4. Nach der jüngsten Rechtsprechung des Obersten Gerichtshofs ist die Anwendung der Unklarheitenregel am Grundrecht der Meinungsäußerungsfreiheit (Art 10 MRK) zu messen (4 Ob 71/06d; 4 Ob 98/07a zum Lauterkeitsrecht; RIS-Justiz RS0121107). Liegt die Annahme eines bestimmten Tatsachenkerns nahe, der wahr ist und die damit verbundenen Werturteile als nicht exzessiv rechtfertigt, so muss die entfernte Möglichkeit einer den Äußernden noch stärker belastenden Deutung unbeachtet bleiben.
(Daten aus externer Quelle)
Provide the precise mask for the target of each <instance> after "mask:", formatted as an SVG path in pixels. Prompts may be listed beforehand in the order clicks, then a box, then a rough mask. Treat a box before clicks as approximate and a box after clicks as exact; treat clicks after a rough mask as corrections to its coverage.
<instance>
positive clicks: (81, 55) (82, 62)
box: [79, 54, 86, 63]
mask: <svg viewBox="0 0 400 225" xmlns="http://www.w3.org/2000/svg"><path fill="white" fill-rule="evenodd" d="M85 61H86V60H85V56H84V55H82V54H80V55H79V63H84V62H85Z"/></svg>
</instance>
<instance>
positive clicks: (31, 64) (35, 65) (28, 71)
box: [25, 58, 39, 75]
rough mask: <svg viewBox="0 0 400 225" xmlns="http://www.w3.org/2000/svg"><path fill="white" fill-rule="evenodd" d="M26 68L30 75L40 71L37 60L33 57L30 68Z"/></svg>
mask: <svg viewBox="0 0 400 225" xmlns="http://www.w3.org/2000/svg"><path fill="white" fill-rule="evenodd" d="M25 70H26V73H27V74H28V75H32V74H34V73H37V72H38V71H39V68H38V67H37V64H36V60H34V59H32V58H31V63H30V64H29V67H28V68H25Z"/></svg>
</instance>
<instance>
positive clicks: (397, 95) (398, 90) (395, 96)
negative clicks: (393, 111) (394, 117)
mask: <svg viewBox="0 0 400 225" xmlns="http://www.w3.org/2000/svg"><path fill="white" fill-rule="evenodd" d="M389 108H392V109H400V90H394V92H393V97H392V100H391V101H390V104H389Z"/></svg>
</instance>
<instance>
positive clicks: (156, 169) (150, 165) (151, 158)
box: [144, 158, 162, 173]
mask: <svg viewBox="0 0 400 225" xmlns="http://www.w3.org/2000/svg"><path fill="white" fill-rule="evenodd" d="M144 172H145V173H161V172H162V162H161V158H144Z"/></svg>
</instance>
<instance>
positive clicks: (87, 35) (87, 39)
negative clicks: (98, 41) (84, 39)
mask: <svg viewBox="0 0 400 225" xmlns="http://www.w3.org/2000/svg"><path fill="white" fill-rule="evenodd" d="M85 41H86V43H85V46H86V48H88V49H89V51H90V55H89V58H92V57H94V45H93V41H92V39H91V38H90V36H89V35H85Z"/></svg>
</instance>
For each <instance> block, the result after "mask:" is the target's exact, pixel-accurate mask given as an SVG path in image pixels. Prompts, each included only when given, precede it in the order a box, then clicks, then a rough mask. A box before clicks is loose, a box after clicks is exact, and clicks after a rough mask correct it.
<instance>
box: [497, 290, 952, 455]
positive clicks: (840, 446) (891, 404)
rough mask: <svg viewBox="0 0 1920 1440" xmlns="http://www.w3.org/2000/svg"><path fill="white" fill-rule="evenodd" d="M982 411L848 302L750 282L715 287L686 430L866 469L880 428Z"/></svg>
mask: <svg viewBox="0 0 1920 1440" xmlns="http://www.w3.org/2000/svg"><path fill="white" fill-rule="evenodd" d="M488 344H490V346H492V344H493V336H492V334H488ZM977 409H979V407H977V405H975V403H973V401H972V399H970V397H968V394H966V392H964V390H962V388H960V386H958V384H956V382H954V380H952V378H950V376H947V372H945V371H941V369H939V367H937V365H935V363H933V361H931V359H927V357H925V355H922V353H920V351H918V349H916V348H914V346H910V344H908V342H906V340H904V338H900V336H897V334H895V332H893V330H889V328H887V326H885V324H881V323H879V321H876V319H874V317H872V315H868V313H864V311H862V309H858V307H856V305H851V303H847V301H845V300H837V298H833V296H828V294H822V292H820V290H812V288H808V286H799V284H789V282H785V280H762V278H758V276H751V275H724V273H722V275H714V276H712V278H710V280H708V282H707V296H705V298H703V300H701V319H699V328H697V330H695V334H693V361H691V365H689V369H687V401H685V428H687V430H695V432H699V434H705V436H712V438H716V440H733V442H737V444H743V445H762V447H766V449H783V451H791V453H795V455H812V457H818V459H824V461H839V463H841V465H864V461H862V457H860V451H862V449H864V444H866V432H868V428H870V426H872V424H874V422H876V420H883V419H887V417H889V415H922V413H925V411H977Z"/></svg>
Das Grundrecht auf freie Meinungsäußerung schließt es aus, eine entferntere, bloß mögliche Deutung der beanstandeten Formulierungen zur Ermittlung des für ihre rechtliche Beurteilung relevanten Tatsachenkerns heranzuziehen (RIS-Justiz RS0121107 [T4]).

5. In die beanstandete Äußerung kann entgegen der Meinung der Klägerinnen nicht hineingelesen werden, dass Kundenordner nicht - gemessen an der Geschäftstätigkeit der Klägerinnen und der Anzahl ihrer Kunden - in „ausreichender“ Anzahl vorhanden waren oder die Klägerinnen Kundenordner nicht in ausreichender Anzahl hätten, die einem unvoreingenommenen Durchschnittspublikum die unabweisliche Schlussfolgerung nahelegt, die Klägerinnen seien schlecht organisiert oder nicht seriös. An die beanstandete Äußerung schließt nämlich der Halbsatz an: „und auch das Haus selbst könnte bald weg sein.“ Dieser legt den Schluss, dass die bei der Hausdurchsuchung aufgefundenen Kundenordner tatsächlich nicht alle vorhanden waren, und nicht die Auslegung der Rechtsmittelwerberinnen nahe, die auch im Gesamtzusammenhang, in dem die beanstandete Äußerung steht, als entfernt erscheinen muss.

Der Ausdruck „viele“ Kundenordner ist unscharf und lässt Interpretationsspielraum. Nach dem Verständnis eines unbefangenen Durchschnittspublikums ist demnach der Aussagegehalt erkennbar durch eine subjektive Bewertung des Äußernden geprägt. Die Klägerinnen behaupteten, der Staatsanwaltschaft sei bei der freiwilligen Einsichtnahme die Möglichkeit zur Einsicht in etwa 500 Aktenordner betreffend rund 12.000 Kunden - auch in digitaler Form - gegeben worden. Gemessen an der Kundenzahl beruht die Bewertung der Anzahl der aufgefundenen Ordner als nicht „viele“ auf einer Tatsache.

6. Die Zurückweisung des Revisionsrekurses konnte sich auf die Ausführung der Zurückweisungsgründe beschränken (§§ 78, 402 EO iVm § 510 Abs 3 ZPO).

7. Die Kostenentscheidung beruht auf §§ 78, 402 EO iVm §§ 41 Abs 1, 46 Abs 1 und 50 Abs 1 ZPO).